His main accomplishments were:
- Approval and Opening of the first Islamic Centre (largest in the Asian Region) in Xinjiang province in China.
- Repatriation efforts for stranded Pakistanis often referred to as Biharis in Bangladesh
- Contribution for the revival of the Islamic Values and the religion in various Asian States
- Successful mediation among the various factions in Afghanistan

==Honours==
He was awarded the Highest Civil Award of South Korea by President Roh Tae-woo for his endeavours in bringing Pakistan and South Korea closer through the establishment of diplomatic relations and for the formation of the Pak-Korea Friendship Association.

==Timeline==
1. Deputy Leader of the Opposition in the West Pakistan Legislative Assembly. 1951–1955
2. Senior Deputy Speaker of the National Assembly. 1962–1965.
3. Acting President of Pakistan.
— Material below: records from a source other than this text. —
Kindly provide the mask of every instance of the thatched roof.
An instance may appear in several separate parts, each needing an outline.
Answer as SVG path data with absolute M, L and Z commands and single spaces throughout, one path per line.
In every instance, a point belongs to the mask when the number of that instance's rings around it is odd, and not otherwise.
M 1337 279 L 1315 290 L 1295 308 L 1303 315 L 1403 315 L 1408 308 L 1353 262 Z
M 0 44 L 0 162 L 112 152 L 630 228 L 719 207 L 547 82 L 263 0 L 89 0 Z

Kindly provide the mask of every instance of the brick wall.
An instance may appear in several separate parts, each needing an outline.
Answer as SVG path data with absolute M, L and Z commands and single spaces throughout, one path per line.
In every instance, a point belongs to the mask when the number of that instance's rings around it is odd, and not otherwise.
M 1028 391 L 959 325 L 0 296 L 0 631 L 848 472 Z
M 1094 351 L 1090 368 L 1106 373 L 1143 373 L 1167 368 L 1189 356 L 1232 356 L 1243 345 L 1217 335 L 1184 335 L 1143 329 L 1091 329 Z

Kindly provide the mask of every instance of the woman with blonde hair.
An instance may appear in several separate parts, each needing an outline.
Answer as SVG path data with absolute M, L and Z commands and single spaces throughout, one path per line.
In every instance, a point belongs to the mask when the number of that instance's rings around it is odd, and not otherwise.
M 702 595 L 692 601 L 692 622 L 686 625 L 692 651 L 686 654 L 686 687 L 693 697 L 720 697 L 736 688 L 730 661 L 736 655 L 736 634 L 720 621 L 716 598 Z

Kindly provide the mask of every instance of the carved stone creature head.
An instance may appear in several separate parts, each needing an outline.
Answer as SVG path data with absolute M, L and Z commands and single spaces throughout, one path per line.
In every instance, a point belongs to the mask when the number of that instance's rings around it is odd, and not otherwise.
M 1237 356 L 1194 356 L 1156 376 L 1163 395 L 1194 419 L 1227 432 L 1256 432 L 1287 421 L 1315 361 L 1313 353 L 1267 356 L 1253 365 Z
More than thrice. 1962–1965.
4. Judge of the West Pakistan/Lahore High Court. 1965–1973.
5. Federal Law Secretary. 1973–1975.
6. Judge of the Supreme Court of Pakistan. 1975–1979.
7. Chairman Council of Islamic Ideology. 1977–1980.
8. Secretary General of Muslim World League Asian Branch. 1980–2000.

==Book==
- The Qadiani Problem: A Legal and Historical Perspective : Working Paper, 1986.
- Ijtehad and Islamization of Laws, 2010.